Other recipients include:

* "Annotation and Automatic Approximation of Language-use Metrics for Detection of Mild Cognitive Impairment," Brian Roark, Ph.D., assistant professor of computer science and engineering, Center for Spoken Language Understanding, OHSU OGI School of Science and Engineering, $25,000.
* "The In Vivo Role of N-terminal peptides from APP-related proteins," Doris Kretzschmar, Ph.D., assistant professor of molecular and medical genetics, OHSU School of Medicine, and assistant scientist, OHSU Center for Research on Occupational and Environmental Toxicology, $25.000.
* "Rapid Estrogen signaling modulates receptor localization," Laird C. Sheldahl, Ph.D., postdoctoral fellow in physiology and pharmacology, OHSU School of Medicine, $24,995.
* "Genetics and Successful Brain Aging," Deniz Erten-Lyons, M.D., instructor in neurology, OHSU School of Medicine, $24,300.
* "Unobtrusive in-home activity assessment for multi-person homes," Tamara Hayes, Ph.D., assistant professor of biomedical engineering, OHSU OGI School of Science & Engineering, $24,882.
* "Distribution and trafficking of mutant PrP," Randal Nixon, M.D., Ph.D., assistant professor of pathology, OHSU School of Medicine, director of the neuropathology core, OHSU Layton Aging & Alzheimer's Disease Center.

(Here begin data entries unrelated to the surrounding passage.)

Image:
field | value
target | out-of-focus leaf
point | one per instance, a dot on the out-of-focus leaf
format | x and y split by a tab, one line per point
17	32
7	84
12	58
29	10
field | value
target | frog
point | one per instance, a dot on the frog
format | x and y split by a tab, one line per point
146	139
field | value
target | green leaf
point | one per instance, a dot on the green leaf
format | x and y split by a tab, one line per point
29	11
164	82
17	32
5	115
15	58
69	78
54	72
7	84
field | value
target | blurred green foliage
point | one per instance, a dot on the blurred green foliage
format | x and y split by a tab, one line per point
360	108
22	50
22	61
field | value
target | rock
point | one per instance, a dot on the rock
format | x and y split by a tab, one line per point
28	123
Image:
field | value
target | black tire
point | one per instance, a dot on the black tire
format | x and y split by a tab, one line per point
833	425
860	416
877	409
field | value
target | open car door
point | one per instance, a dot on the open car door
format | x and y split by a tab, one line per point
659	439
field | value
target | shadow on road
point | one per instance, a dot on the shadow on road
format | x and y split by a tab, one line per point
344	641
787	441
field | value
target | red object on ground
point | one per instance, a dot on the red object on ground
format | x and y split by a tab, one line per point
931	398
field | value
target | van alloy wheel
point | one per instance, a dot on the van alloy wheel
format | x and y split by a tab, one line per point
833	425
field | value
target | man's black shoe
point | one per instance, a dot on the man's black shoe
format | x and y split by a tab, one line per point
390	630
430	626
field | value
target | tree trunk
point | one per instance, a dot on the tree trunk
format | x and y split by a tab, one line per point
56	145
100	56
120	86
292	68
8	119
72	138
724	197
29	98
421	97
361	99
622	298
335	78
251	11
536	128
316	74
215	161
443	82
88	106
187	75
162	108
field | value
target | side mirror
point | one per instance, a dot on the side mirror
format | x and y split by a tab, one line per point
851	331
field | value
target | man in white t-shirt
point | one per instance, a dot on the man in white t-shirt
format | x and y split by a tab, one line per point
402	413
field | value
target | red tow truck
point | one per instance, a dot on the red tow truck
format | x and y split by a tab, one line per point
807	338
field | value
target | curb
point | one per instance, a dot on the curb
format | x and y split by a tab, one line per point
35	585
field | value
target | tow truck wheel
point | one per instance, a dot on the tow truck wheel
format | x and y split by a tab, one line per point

Grant recipients are determined by the Alzheimer's Research Partnership, an alliance of scientists and administrators from OHSU, Providence Health System in Oregon, Kaiser Permanente, the Oregon chapter of the Alzheimer's Association, Portland State University and Oregon State University. The Layton Aging & Alzheimer's Disease Center serves as steward for the program's funds.

Grants are awarded to clinical investigators and basic scientists for clinical, biological, behavioral or health system research that will advance understanding, treatment and prevention of Alzheimer's disease. Appropriate fields include the neurosciences, nursing, social work, epidemiology, sociology, psychology, psychiatry, economics, counseling, delivery of health care services and others relevant to Alzheimer's research or practice. Applicants are evaluated on scientific merit, but priority is given to investigators just entering the field of dementia research and to new or innovative projects.

As a pharmacognosist, Soumyanath is an expert in the study of medicines derived from botanicals. She said gotu kola was chosen for closer study from a group of herbs she was examining because "this particular herb came out showing some interesting effects in animals and cell models. This tax check-off grant supports the follow-up to that."

A slender plant with fan-shaped leaves that's found primarily in the swampy regions of India, Madagascar and other tropical climates, gotu kola has traditionally been used in the ancient Hindu system of healing known as Ayurveda and in Chinese medicine as a nerve tonic and memory-enhancing agent. It's often prepared as a tea and can be dried for use in capsules. Soumyanath's laboratory uses a water or alcohol extract of the herb.

Dr. Soumyanath is the director of research and development for Oregon's Wild Harvest, the manufacturer of investigational products used in this research. This potential conflict was reviewed and a management plan approved by the OHSU Conflict of Interest in Research Committee was implemented.